As Ranking Member of the Foreign Operations Appropriations Subcommittee in the 1990s, she helped secure the first funding for the Torture Victims Relief Act to assist those suffering from the physical and psychological effects of torture.
Speaker Pelosi unequivocally opposes the use of torture by our government because it is contrary to our national values.
· Like all Members of Congress who are briefed on classified information, Speaker Pelosi has signed oaths pledging not to disclose any of that information.
· This is an oath she has taken very seriously, and has always abided by it.
· In September 2002, the CIA briefed Pelosi only once on some enhanced interrogation techniques, in her capacity as Ranking Member of the House Intelligence Committee.
· She was informed then that Department of Justice opinions had concluded that the use of enhanced interrogation techniques was legal. The only mention of waterboarding at that briefing was that it was not being employed.
· Those conducting the briefing promised to inform the appropriate Members of Congress if that technique were to be used in the future.
· Congress and the American people now know that contrary opinions within the Executive Branch concluded that these interrogation techniques were not legal. However, those opinions were not provided to Congress.
· We also now know that techniques, including waterboarding, had already been employed, and that those briefing Pelosi in September 2002 gave her inaccurate and incomplete information.
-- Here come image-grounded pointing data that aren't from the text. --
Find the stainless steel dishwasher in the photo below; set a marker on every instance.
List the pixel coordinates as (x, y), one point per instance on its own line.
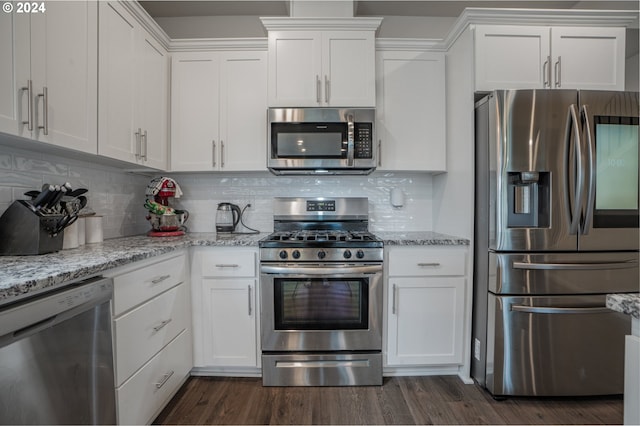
(56, 358)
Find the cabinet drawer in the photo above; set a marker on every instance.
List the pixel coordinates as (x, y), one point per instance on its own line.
(133, 288)
(142, 332)
(229, 263)
(426, 262)
(142, 396)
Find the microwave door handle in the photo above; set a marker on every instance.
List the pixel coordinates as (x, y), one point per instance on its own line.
(350, 141)
(591, 162)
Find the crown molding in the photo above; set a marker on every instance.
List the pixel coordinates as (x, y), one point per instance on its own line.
(309, 24)
(542, 17)
(218, 44)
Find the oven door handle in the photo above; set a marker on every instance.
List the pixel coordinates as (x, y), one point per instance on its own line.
(321, 270)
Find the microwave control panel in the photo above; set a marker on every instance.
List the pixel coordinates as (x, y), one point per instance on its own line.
(363, 143)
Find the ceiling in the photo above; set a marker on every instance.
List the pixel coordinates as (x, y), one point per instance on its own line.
(175, 8)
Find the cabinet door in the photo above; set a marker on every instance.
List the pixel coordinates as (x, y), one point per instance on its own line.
(411, 111)
(348, 69)
(15, 73)
(194, 111)
(229, 327)
(425, 318)
(65, 76)
(153, 102)
(295, 68)
(588, 58)
(512, 57)
(118, 89)
(243, 111)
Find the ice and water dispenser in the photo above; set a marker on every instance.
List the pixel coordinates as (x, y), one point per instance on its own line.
(529, 199)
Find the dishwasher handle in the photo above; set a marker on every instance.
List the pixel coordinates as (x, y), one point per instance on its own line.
(25, 318)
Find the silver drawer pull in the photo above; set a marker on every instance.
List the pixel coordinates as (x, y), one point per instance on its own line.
(160, 279)
(162, 325)
(164, 379)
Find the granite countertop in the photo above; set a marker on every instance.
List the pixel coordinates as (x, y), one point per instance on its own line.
(627, 303)
(27, 275)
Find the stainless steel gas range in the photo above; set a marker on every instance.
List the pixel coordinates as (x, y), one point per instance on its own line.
(321, 295)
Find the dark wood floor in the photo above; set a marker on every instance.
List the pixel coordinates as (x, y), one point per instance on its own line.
(401, 400)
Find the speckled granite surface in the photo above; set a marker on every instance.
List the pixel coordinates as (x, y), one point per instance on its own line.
(626, 303)
(22, 275)
(420, 239)
(27, 275)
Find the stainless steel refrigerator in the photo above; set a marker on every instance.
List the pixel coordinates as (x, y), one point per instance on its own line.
(556, 229)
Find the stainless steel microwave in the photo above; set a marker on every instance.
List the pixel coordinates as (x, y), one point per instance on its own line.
(321, 140)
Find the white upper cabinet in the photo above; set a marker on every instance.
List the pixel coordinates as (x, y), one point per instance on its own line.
(218, 111)
(48, 78)
(133, 90)
(532, 57)
(411, 110)
(321, 68)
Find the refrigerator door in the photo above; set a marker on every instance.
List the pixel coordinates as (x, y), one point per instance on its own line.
(555, 346)
(609, 219)
(531, 157)
(562, 273)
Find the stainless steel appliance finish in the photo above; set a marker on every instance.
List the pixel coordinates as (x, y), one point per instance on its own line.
(56, 361)
(321, 295)
(556, 229)
(321, 140)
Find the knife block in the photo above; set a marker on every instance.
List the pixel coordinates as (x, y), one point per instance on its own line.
(24, 231)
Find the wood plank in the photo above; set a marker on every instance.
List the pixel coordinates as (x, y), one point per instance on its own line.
(401, 400)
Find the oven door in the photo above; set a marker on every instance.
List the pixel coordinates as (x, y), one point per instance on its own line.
(321, 307)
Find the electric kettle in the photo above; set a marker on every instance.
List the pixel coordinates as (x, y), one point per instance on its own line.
(227, 217)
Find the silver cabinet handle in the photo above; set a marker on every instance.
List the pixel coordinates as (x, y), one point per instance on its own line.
(138, 143)
(222, 154)
(575, 266)
(143, 152)
(164, 379)
(45, 110)
(160, 279)
(559, 310)
(162, 325)
(394, 299)
(327, 90)
(546, 73)
(29, 90)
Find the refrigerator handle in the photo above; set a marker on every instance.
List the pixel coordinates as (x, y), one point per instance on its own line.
(591, 162)
(572, 124)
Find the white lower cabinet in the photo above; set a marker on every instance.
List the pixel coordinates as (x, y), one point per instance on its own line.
(225, 310)
(151, 334)
(425, 306)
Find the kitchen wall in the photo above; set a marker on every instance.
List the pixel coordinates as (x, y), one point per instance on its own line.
(203, 192)
(114, 194)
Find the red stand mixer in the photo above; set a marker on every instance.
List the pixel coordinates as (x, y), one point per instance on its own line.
(165, 220)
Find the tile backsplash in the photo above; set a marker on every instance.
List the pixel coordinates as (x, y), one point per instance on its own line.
(203, 192)
(119, 195)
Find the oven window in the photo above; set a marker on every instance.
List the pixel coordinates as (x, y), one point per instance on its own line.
(321, 304)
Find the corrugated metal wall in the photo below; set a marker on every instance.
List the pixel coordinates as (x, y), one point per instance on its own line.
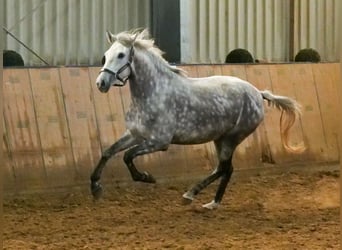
(316, 27)
(69, 32)
(212, 28)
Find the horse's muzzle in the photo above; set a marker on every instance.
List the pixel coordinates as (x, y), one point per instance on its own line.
(101, 85)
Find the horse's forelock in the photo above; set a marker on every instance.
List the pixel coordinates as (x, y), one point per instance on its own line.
(141, 39)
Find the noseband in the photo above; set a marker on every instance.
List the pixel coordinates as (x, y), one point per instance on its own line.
(123, 80)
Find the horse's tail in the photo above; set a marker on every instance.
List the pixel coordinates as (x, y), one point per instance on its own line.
(290, 109)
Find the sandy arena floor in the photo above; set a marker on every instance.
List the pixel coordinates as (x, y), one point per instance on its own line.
(289, 211)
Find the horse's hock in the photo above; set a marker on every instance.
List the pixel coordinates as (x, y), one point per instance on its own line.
(57, 124)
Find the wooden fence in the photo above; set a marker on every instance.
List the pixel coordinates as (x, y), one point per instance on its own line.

· At the same time, the Bush Administration was misleading the American people about the threat of weapons of mass destruction in Iraq.
· Five months later, in February 2003, a member of Pelosi's staff informed her that the Republican chairman and new Democratic Ranking Member of the House Intelligence Committee had been briefed about the use of certain techniques which had been the subject of earlier legal opinions.
· Following that briefing, a letter raising concerns was sent to CIA General Counsel Scott Muller by the new Democratic Ranking Member of the House Intelligence Committee, the appropriate person to register a protest.
· But no letter could change the policy. It was clear we had to change the leadership of the Congress and the White House. That was her job.
· When Democrats assumed control of Congress in 2007, Congress passed legislation banning torture and requiring all government agencies to abide by the Army Field Manual. President Bush vetoed this bill barring the use of torture. An effort to overturn his veto failed because of the votes of Republican Members.
· We needed to elect a new President. We did; and he has banned torture.
Where Do We Go From Here?
· Congress and the Administration must review the National Security Act of 1947 to determine if a larger number of Members of Congress should receive classified briefings so that information can be utilized for proper oversight and legislative activity without violating oaths of secrecy.
· Pelosi has long supported creation of an independent Truth Commission to determine how intelligence was misused, and how controversial and possibly illegal activities like torture were authorized within the Executive Branch.
· Until a Truth Commission is implemented, Pelosi encourages the appropriate committees of the House to conduct vigorous oversight of these issues.